A restore that stalls

The progress bar climbed, then froze — and the volume sat in read-only limbo while the job still claimed to be running.

The idea

Restoring from a snapshot walks a pipeline: validate the snapshot, allocate the target, rehydrate the blocks, swap pointers, then bring the volume online. While it runs, the volume usually stays read-only so writes don’t fight the restore.

The trap is a restore that is running but no longer progressing. If rehydrate gets wedged on a single block — a cold object in a rate-limited store, or a block that isn’t there — a naive retry loop will spin on it forever. The percentage flatlines, the service stays degraded, and the status still cheerfully says “restoring.”

Press play to watch a restore start, stall, get triaged, and recover.

How it works

The bug is in the rehydrate loop: it fetches each block from the object store and retries on failure with no timeout and no ceiling. One cold or missing block — blk-1042 here — makes the loop retry the same fetch endlessly, so the job never advances past it.
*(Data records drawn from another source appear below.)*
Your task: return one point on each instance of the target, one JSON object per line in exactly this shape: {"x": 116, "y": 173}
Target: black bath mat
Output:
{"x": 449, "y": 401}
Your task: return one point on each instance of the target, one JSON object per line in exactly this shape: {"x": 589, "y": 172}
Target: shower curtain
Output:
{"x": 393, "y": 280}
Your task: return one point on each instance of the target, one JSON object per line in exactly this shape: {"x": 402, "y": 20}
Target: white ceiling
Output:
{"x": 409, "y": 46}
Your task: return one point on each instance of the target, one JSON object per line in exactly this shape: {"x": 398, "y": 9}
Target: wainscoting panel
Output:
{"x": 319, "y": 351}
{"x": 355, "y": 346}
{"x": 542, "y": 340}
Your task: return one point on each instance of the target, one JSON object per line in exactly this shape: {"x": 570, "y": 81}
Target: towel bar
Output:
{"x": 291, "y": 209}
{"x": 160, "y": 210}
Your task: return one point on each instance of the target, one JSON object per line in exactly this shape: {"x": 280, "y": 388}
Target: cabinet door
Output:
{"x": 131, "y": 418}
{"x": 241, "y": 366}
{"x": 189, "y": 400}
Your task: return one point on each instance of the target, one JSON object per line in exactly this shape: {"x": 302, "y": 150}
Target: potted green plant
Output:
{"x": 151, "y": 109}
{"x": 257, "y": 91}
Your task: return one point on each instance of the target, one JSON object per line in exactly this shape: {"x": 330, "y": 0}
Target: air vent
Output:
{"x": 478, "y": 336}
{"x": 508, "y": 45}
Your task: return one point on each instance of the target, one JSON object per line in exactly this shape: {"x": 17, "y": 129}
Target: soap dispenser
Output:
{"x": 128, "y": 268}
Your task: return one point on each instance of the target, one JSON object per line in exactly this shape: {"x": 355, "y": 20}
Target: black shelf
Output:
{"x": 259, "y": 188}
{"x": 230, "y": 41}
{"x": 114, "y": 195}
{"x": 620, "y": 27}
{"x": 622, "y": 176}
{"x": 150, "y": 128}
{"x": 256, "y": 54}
The fix bounds the retries, times out each fetch, and falls back to a secondary source.

# Buggy: unbounded retry on one block — no timeout, no skip
for blk in snapshot.blocks:
    while True:                       # spins forever on a wedged block
        data = object_store.get(blk)  # no timeout — can hang or 429 loop
        if data:
            target.write(blk, data)
            break                     # blk-1042 never returns → stuck at 62%

# Fixed: bounded retries, per-op timeout, fallback source
for blk in snapshot.blocks:
    for attempt in range(MAX_RETRIES):           # ceiling, not forever
        data = object_store.get(blk, timeout=2)  # per-op timeout
        if data:
            break
        sleep(backoff(attempt))                  # retry with backoff
    else:
        data = secondary_store.get(blk)          # fall back to another source
    target.write(blk, data)

With a timeout the wedged fetch fails fast instead of hanging; with a ceiling the loop stops re-trying the same block; with a fallback the one missing block is pulled from elsewhere. Progress resumes, pointers swap, and the volume comes online.

Cost & signals

DimensionWhat to know
User impactVolume sits read-only the whole time the restore is wedged — degraded, not down, but not recovering
SignalProgress percentage flatlines — same number for many minutes while status still reads “running”
SignalBlock-fetch throughput drops to ~0 even though the job is “active” — watch the rate, not the status
SignalThe retry counter on a single block climbs without bound while every other block sits idle
DurationElapsed restore time blows far past the estimate implied by the snapshot’s size

Watch out for

Worked example

A restore from last night’s snapshot kicks off and climbs cleanly to 62% through validate and allocate, then sticks. The on-call is paged: the progress percentage has been frozen at 62% for eight minutes, and the block-fetch rate has dropped to roughly 0/s even though the job status still says “running” — confirming it’s stuck, not slow. To contain, the team holds new writes and routes reads to a healthy replica so customers stay served rather than fully down. Digging in, they find the rehydrate loop wedged on blk-1042: a cold block in a rate-limited object store, retried forever with no timeout. The fix adds a per-block timeout, a bounded retry-with-backoff, and a secondary source; blk-1042 is fetched from the replica store, the restore resumes past 62%, swaps pointers, and the volume goes online at 100%.

Check yourself

A restore job’s status reads “running” but the percentage hasn’t moved in minutes. What confirms it’s stuck rather than slow?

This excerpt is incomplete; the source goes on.